Superfund Research Program
Bridging Superfund Site Based Bioavailable Extracts with Biology
Project Leader: Kim A. Anderson
Grant Number: P42ES016465
Funding Period: 2009-2025
Project Summary (2013-2020)
The organizations that remediate Superfund sites face the challenge of how to measure success; i.e., how to assess the changes in the bioavailability of contaminants. They need quantitative tools that can characterize contaminants and predict their risk to local organisms and humans. Non-chemical factors such as ultra-violet radiation can transform the parent compounds into unmonitored chemicals that can change the toxicity of waters and sediments.
To address this issue, the research team has developed passive sampling devices (PSDs) that can sequester thousands of bioavailable chemicals. These devices can help regulatory agencies to evaluate new remediation technologies that may either produce or release previously unmonitored chemicals. These PSDs are now sequestering chemicals at multiple Superfund sites, where they capture relevant organic compounds, including hydrophilic and semi-polar contaminants.
The research team is testing the hypotheses that:
- PSDs sequester realistic and relevant mixtures from Superfund sites
- PSDs can help researchers to characterize exposure accurately
- PSDs can simplify toxicity assessments
- PSDs can evaluate the effectiveness of remediation, considering not only the target contaminants but also any perturbations of the system that the remediation technologies may have induced
- PSDs can serve as biological surrogates in public health assessments of Superfund sites.

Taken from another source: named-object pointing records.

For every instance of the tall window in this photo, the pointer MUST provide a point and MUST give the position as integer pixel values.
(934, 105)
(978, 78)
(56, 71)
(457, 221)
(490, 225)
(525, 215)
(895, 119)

The researchers are developing a set of widely applicable bio-analytical tools and integrating these tools with bioassays to characterize Superfund sediments. The research team assumes that a small minority of the chemicals at Superfund sites are responsible for the majority of the toxicity. They are applying stressors to PSD extracts and characterizing the chemical and biological effects. The researchers are delivering methods and tools to assess the impact of non-chemical/chemical stressors that act on Superfund mixtures during natural transformation processes and remediation.
The research team is also developing PSD-bioaccumulation models that can predict chemical load in aquatic tissues with useful accuracy on the basis of measured PSD extracts. The ability to predict aquatic tissues from PSD extracts will enable Superfund managers and public health officials to collect data with better temporal and spatial resolution.